Raghu: Yes, I agree—young iliofemoral, DVT with low-bleeding risk. Although the bleeding rates compared to the CAVENT trial were quite low, with the ATTRACT trial, it’s going to be lower with the newer thrombectomy devices. Hopefully that can achieve both, remove thrombus and use less tPA.

Suresh: Severe symptoms after about five days of anticoagulation, less than 65 years of age, low-bleeding risk with clot in the common femoral vein or above. However, I think the key point there was that I’d anticoagulate first for at least a few days. Knowing that some people just auto-lyse their clot. Many don’t, but some do. If that’s the case, then maybe that patient doesn’t need lysis. So really, it’s more of a secondline use. For first line, it’s really if they have acute limb threat, but for most patients, I see no reason not to anticoagulate people for a few days first.

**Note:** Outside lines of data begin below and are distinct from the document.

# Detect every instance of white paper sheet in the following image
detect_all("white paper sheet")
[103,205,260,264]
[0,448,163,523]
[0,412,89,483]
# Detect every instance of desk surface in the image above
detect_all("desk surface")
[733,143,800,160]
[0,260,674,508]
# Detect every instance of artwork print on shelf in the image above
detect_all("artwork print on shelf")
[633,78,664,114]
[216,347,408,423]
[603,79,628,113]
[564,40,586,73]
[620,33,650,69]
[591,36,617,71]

Steve: All right, good. First of all, Suresh, your trial allowed us to have this entire conversation for this hour, and all of us think it’s absolutely great what you did and the effort that you put into it. I want to thank everybody else and Suresh for all of your theoretical thoughts, but also the practical ones about the trial and what it told us, and about how to manage acute DVT in patients at this moment in time. I really want to thank you all.